# Questrade tools question



## mcondren (Oct 29, 2010)

Hi All,

I have been using Questrade for my RRSP(mutual funds only) for about a year now. I am confused that I cannot find any tools on the site to access tracking information on gains/loss. I realize that they are a discount brokerage but doesn't data regarding whether I am making or losing money seem important to display in some type of graphical format. When I asked them this question they said I had to go though my purchase history and use a calculator to compare to all my current numbers. Does anyone know of any discount brokerages that have these types of basic tracking tools? Perhaps in a bar or pie graph?

Thanks,

Matthew


----------



## m3s (Apr 3, 2010)

Questrade has no pretty bars and pie charts. You can download the data and use Excel or pay $30/trade for pie charts

Personally I use Quicken and Google finance but I input the data myself (I don't trade much) The stock quotes are automatic though


----------



## HaroldCrump (Jun 10, 2009)

Record all your transactions, the date, the buy/sell price, commission, etc.
Then all you need is Excel to calculate your gain/loss, returns, etc.
Mutual funds are easiest, esp. inside an RRSP.
There's no ACB to track and everything is automatically re-invested.


----------



## jason26 (Apr 6, 2009)

I use Questrade and TD Waterhouse and neither automatically track your portfolio with graphs and what not.

Now TD Waterhouse does have a really nice portfolio manager, but you have to update it manually. And unfortunately you can only import position, not transactions which limits its use for me.

I track all transactions in a spreadsheet. Its pretty easy to make a CSV export of all transactions and import it into Google Finance..
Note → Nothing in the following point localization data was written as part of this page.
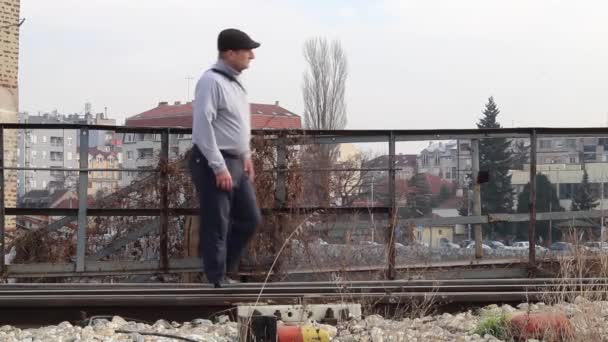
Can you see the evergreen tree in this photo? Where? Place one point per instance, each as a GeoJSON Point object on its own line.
{"type": "Point", "coordinates": [419, 201]}
{"type": "Point", "coordinates": [495, 157]}
{"type": "Point", "coordinates": [546, 201]}
{"type": "Point", "coordinates": [584, 197]}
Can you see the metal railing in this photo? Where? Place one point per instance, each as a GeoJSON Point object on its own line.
{"type": "Point", "coordinates": [280, 139]}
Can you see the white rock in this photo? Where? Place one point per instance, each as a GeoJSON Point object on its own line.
{"type": "Point", "coordinates": [223, 319]}
{"type": "Point", "coordinates": [198, 322]}
{"type": "Point", "coordinates": [118, 321]}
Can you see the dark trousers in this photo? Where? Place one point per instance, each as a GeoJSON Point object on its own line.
{"type": "Point", "coordinates": [228, 219]}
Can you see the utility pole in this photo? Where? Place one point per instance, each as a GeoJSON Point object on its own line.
{"type": "Point", "coordinates": [476, 197]}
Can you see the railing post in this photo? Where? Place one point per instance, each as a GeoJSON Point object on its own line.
{"type": "Point", "coordinates": [393, 213]}
{"type": "Point", "coordinates": [83, 184]}
{"type": "Point", "coordinates": [476, 197]}
{"type": "Point", "coordinates": [164, 201]}
{"type": "Point", "coordinates": [280, 196]}
{"type": "Point", "coordinates": [532, 224]}
{"type": "Point", "coordinates": [2, 220]}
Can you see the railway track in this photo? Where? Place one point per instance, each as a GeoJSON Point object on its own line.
{"type": "Point", "coordinates": [450, 291]}
{"type": "Point", "coordinates": [42, 304]}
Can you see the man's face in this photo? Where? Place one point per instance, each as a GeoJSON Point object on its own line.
{"type": "Point", "coordinates": [239, 59]}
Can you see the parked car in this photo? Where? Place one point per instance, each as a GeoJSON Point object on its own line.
{"type": "Point", "coordinates": [561, 247]}
{"type": "Point", "coordinates": [495, 244]}
{"type": "Point", "coordinates": [524, 245]}
{"type": "Point", "coordinates": [596, 246]}
{"type": "Point", "coordinates": [450, 245]}
{"type": "Point", "coordinates": [465, 243]}
{"type": "Point", "coordinates": [483, 246]}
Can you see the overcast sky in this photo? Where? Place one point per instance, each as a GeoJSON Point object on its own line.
{"type": "Point", "coordinates": [412, 64]}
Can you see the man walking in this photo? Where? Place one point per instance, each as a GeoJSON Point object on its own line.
{"type": "Point", "coordinates": [221, 158]}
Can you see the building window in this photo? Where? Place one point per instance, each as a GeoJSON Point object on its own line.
{"type": "Point", "coordinates": [57, 156]}
{"type": "Point", "coordinates": [56, 173]}
{"type": "Point", "coordinates": [589, 152]}
{"type": "Point", "coordinates": [567, 190]}
{"type": "Point", "coordinates": [56, 141]}
{"type": "Point", "coordinates": [571, 143]}
{"type": "Point", "coordinates": [545, 144]}
{"type": "Point", "coordinates": [145, 153]}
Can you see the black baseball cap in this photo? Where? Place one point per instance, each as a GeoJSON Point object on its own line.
{"type": "Point", "coordinates": [233, 39]}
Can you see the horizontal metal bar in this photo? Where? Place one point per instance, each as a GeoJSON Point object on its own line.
{"type": "Point", "coordinates": [432, 134]}
{"type": "Point", "coordinates": [330, 170]}
{"type": "Point", "coordinates": [437, 221]}
{"type": "Point", "coordinates": [181, 211]}
{"type": "Point", "coordinates": [74, 212]}
{"type": "Point", "coordinates": [102, 268]}
{"type": "Point", "coordinates": [17, 168]}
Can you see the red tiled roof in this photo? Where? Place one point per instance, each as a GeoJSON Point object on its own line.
{"type": "Point", "coordinates": [263, 116]}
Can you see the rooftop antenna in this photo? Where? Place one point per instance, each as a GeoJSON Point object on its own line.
{"type": "Point", "coordinates": [188, 79]}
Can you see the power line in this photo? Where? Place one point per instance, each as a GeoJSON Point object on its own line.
{"type": "Point", "coordinates": [11, 25]}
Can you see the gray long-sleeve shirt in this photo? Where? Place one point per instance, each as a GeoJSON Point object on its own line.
{"type": "Point", "coordinates": [221, 118]}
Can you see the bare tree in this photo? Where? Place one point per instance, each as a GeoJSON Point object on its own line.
{"type": "Point", "coordinates": [324, 85]}
{"type": "Point", "coordinates": [323, 91]}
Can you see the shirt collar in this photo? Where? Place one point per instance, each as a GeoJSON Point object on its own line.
{"type": "Point", "coordinates": [227, 68]}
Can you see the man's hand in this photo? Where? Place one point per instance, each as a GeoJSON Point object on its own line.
{"type": "Point", "coordinates": [224, 180]}
{"type": "Point", "coordinates": [248, 168]}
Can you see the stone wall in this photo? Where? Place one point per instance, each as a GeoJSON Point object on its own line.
{"type": "Point", "coordinates": [9, 94]}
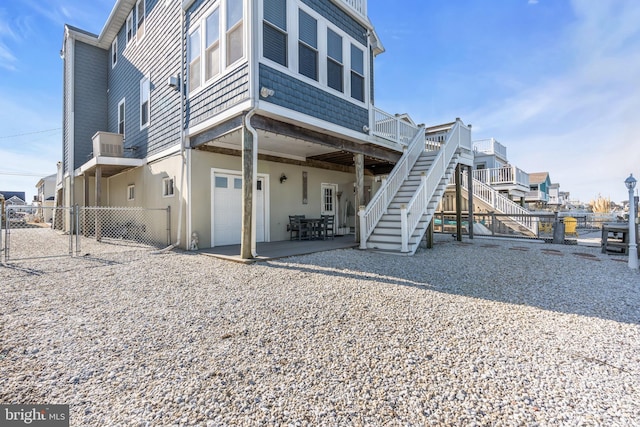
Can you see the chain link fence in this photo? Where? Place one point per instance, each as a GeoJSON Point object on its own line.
{"type": "Point", "coordinates": [28, 232]}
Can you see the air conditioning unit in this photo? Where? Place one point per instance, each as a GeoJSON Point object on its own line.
{"type": "Point", "coordinates": [106, 144]}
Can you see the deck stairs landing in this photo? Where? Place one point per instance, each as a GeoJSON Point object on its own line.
{"type": "Point", "coordinates": [397, 217]}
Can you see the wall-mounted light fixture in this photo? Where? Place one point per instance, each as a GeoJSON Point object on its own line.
{"type": "Point", "coordinates": [265, 92]}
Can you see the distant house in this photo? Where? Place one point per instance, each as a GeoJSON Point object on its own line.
{"type": "Point", "coordinates": [238, 114]}
{"type": "Point", "coordinates": [16, 198]}
{"type": "Point", "coordinates": [539, 186]}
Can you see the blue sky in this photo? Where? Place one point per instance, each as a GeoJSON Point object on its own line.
{"type": "Point", "coordinates": [555, 81]}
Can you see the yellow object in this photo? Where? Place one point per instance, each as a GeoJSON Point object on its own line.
{"type": "Point", "coordinates": [570, 224]}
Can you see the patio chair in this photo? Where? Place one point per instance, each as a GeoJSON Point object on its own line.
{"type": "Point", "coordinates": [301, 229]}
{"type": "Point", "coordinates": [328, 224]}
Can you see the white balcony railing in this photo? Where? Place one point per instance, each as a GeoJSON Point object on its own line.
{"type": "Point", "coordinates": [508, 175]}
{"type": "Point", "coordinates": [490, 146]}
{"type": "Point", "coordinates": [358, 6]}
{"type": "Point", "coordinates": [393, 128]}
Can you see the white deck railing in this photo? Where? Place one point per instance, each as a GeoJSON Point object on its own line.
{"type": "Point", "coordinates": [377, 207]}
{"type": "Point", "coordinates": [490, 146]}
{"type": "Point", "coordinates": [502, 204]}
{"type": "Point", "coordinates": [459, 137]}
{"type": "Point", "coordinates": [393, 128]}
{"type": "Point", "coordinates": [359, 6]}
{"type": "Point", "coordinates": [505, 176]}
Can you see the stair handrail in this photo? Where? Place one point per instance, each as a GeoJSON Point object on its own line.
{"type": "Point", "coordinates": [502, 203]}
{"type": "Point", "coordinates": [411, 214]}
{"type": "Point", "coordinates": [371, 214]}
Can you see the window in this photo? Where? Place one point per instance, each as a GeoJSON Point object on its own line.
{"type": "Point", "coordinates": [114, 52]}
{"type": "Point", "coordinates": [307, 46]}
{"type": "Point", "coordinates": [357, 74]}
{"type": "Point", "coordinates": [145, 107]}
{"type": "Point", "coordinates": [194, 60]}
{"type": "Point", "coordinates": [274, 31]}
{"type": "Point", "coordinates": [129, 27]}
{"type": "Point", "coordinates": [235, 44]}
{"type": "Point", "coordinates": [335, 69]}
{"type": "Point", "coordinates": [121, 118]}
{"type": "Point", "coordinates": [140, 12]}
{"type": "Point", "coordinates": [167, 187]}
{"type": "Point", "coordinates": [212, 52]}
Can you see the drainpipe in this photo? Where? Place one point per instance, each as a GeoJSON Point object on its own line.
{"type": "Point", "coordinates": [254, 137]}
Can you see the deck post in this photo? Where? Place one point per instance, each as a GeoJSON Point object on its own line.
{"type": "Point", "coordinates": [247, 192]}
{"type": "Point", "coordinates": [470, 198]}
{"type": "Point", "coordinates": [458, 204]}
{"type": "Point", "coordinates": [98, 202]}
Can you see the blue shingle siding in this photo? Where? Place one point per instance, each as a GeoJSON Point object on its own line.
{"type": "Point", "coordinates": [296, 95]}
{"type": "Point", "coordinates": [156, 55]}
{"type": "Point", "coordinates": [90, 98]}
{"type": "Point", "coordinates": [340, 18]}
{"type": "Point", "coordinates": [222, 95]}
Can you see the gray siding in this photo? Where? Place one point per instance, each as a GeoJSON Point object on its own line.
{"type": "Point", "coordinates": [340, 18]}
{"type": "Point", "coordinates": [299, 96]}
{"type": "Point", "coordinates": [90, 99]}
{"type": "Point", "coordinates": [231, 89]}
{"type": "Point", "coordinates": [158, 56]}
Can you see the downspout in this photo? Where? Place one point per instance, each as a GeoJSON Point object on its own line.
{"type": "Point", "coordinates": [253, 94]}
{"type": "Point", "coordinates": [254, 181]}
{"type": "Point", "coordinates": [182, 138]}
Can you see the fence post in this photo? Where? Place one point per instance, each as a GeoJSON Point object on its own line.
{"type": "Point", "coordinates": [493, 223]}
{"type": "Point", "coordinates": [169, 225]}
{"type": "Point", "coordinates": [404, 229]}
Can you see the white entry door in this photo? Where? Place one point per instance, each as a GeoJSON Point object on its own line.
{"type": "Point", "coordinates": [329, 204]}
{"type": "Point", "coordinates": [226, 227]}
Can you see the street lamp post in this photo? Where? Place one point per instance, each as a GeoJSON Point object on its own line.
{"type": "Point", "coordinates": [633, 248]}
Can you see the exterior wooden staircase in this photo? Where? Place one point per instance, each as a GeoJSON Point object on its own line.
{"type": "Point", "coordinates": [397, 217]}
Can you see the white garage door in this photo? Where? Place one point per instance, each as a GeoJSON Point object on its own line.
{"type": "Point", "coordinates": [227, 209]}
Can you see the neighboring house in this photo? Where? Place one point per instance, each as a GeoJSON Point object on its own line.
{"type": "Point", "coordinates": [15, 198]}
{"type": "Point", "coordinates": [205, 106]}
{"type": "Point", "coordinates": [539, 186]}
{"type": "Point", "coordinates": [45, 199]}
{"type": "Point", "coordinates": [556, 197]}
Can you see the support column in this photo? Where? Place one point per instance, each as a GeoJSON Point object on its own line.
{"type": "Point", "coordinates": [470, 198]}
{"type": "Point", "coordinates": [458, 204]}
{"type": "Point", "coordinates": [247, 192]}
{"type": "Point", "coordinates": [98, 202]}
{"type": "Point", "coordinates": [358, 159]}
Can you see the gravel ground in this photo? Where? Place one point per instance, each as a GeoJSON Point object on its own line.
{"type": "Point", "coordinates": [484, 333]}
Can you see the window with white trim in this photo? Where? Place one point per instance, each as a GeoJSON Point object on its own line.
{"type": "Point", "coordinates": [114, 52]}
{"type": "Point", "coordinates": [219, 37]}
{"type": "Point", "coordinates": [129, 27]}
{"type": "Point", "coordinates": [140, 24]}
{"type": "Point", "coordinates": [212, 44]}
{"type": "Point", "coordinates": [235, 40]}
{"type": "Point", "coordinates": [323, 52]}
{"type": "Point", "coordinates": [121, 117]}
{"type": "Point", "coordinates": [274, 31]}
{"type": "Point", "coordinates": [145, 104]}
{"type": "Point", "coordinates": [357, 73]}
{"type": "Point", "coordinates": [335, 67]}
{"type": "Point", "coordinates": [167, 187]}
{"type": "Point", "coordinates": [307, 45]}
{"type": "Point", "coordinates": [194, 60]}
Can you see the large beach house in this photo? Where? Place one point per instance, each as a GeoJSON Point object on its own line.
{"type": "Point", "coordinates": [240, 113]}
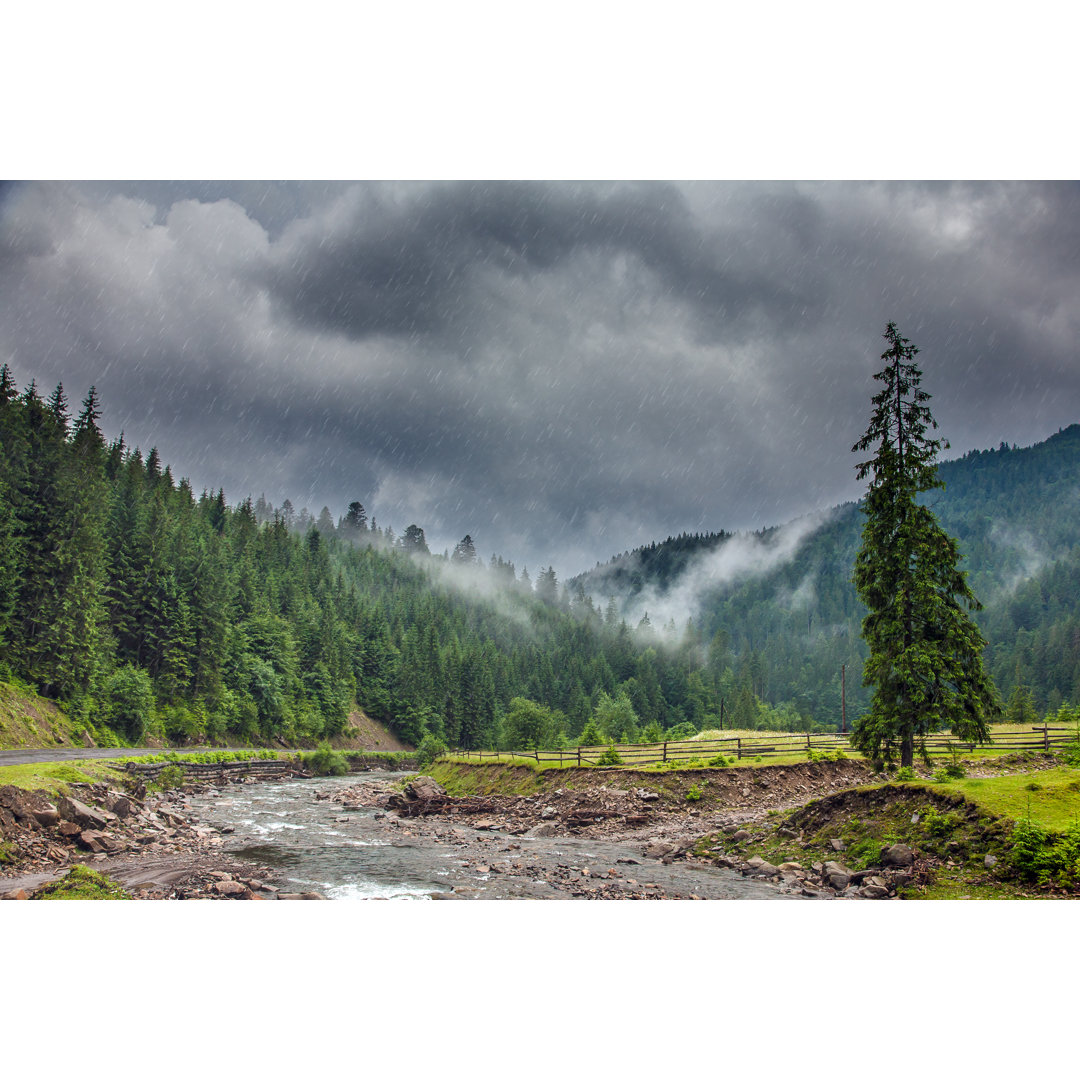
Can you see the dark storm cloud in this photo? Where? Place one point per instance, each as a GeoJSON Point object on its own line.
{"type": "Point", "coordinates": [419, 264]}
{"type": "Point", "coordinates": [563, 370]}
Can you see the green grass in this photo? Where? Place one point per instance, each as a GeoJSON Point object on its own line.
{"type": "Point", "coordinates": [1050, 797]}
{"type": "Point", "coordinates": [54, 777]}
{"type": "Point", "coordinates": [81, 882]}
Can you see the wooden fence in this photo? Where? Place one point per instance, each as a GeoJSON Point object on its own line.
{"type": "Point", "coordinates": [1042, 738]}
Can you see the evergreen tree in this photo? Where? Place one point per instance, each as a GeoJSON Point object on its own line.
{"type": "Point", "coordinates": [464, 551]}
{"type": "Point", "coordinates": [925, 650]}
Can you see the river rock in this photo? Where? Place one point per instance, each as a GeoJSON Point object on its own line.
{"type": "Point", "coordinates": [836, 875]}
{"type": "Point", "coordinates": [48, 817]}
{"type": "Point", "coordinates": [423, 787]}
{"type": "Point", "coordinates": [658, 849]}
{"type": "Point", "coordinates": [900, 855]}
{"type": "Point", "coordinates": [874, 892]}
{"type": "Point", "coordinates": [71, 809]}
{"type": "Point", "coordinates": [231, 889]}
{"type": "Point", "coordinates": [758, 867]}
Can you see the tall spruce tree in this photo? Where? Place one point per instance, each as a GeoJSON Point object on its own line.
{"type": "Point", "coordinates": [926, 651]}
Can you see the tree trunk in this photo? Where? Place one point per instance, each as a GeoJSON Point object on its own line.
{"type": "Point", "coordinates": [907, 750]}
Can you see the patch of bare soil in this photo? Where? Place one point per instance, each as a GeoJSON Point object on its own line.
{"type": "Point", "coordinates": [146, 842]}
{"type": "Point", "coordinates": [364, 732]}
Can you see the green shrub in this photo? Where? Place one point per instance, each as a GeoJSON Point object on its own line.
{"type": "Point", "coordinates": [172, 775]}
{"type": "Point", "coordinates": [81, 882]}
{"type": "Point", "coordinates": [430, 748]}
{"type": "Point", "coordinates": [936, 823]}
{"type": "Point", "coordinates": [129, 701]}
{"type": "Point", "coordinates": [325, 761]}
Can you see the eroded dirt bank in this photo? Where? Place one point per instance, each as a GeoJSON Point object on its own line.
{"type": "Point", "coordinates": [149, 844]}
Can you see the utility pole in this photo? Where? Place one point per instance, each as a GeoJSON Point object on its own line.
{"type": "Point", "coordinates": [844, 699]}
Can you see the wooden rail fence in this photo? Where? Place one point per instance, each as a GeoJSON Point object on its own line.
{"type": "Point", "coordinates": [1042, 738]}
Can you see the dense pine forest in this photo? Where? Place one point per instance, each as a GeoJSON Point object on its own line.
{"type": "Point", "coordinates": [1016, 515]}
{"type": "Point", "coordinates": [146, 608]}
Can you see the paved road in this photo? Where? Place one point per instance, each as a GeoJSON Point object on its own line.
{"type": "Point", "coordinates": [30, 755]}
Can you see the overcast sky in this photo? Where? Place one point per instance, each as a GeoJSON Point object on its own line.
{"type": "Point", "coordinates": [562, 370]}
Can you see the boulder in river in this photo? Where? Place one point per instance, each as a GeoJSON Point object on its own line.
{"type": "Point", "coordinates": [423, 787]}
{"type": "Point", "coordinates": [899, 854]}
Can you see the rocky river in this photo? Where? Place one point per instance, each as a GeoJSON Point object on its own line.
{"type": "Point", "coordinates": [302, 829]}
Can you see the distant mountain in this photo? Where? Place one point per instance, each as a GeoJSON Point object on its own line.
{"type": "Point", "coordinates": [783, 602]}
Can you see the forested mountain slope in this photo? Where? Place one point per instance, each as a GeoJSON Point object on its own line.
{"type": "Point", "coordinates": [791, 617]}
{"type": "Point", "coordinates": [142, 606]}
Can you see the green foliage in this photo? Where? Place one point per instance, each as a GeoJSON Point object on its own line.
{"type": "Point", "coordinates": [952, 771]}
{"type": "Point", "coordinates": [936, 823]}
{"type": "Point", "coordinates": [81, 882]}
{"type": "Point", "coordinates": [925, 650]}
{"type": "Point", "coordinates": [129, 701]}
{"type": "Point", "coordinates": [172, 775]}
{"type": "Point", "coordinates": [429, 750]}
{"type": "Point", "coordinates": [1047, 858]}
{"type": "Point", "coordinates": [325, 761]}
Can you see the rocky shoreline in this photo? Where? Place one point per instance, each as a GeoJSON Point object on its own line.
{"type": "Point", "coordinates": [613, 814]}
{"type": "Point", "coordinates": [149, 844]}
{"type": "Point", "coordinates": [156, 848]}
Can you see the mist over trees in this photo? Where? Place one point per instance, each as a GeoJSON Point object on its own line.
{"type": "Point", "coordinates": [146, 607]}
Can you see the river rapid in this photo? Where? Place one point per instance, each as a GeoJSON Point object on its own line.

Bottom line, record transactios your self in a spreadsheet. The data is easily manipulated, and you should be able to import it into any decent portfolio tool to try it out.


----------



## andrewf (Mar 1, 2010)

I only have registered accounts with Questrade. How easy is it to track ACB and capital gains for their taxable accounts?


----------



## davext (Apr 11, 2010)

I have a couple mutual funds with Questrade and I can view the gain/loss in questrader.com -> Portfolio - > web portfolio


----------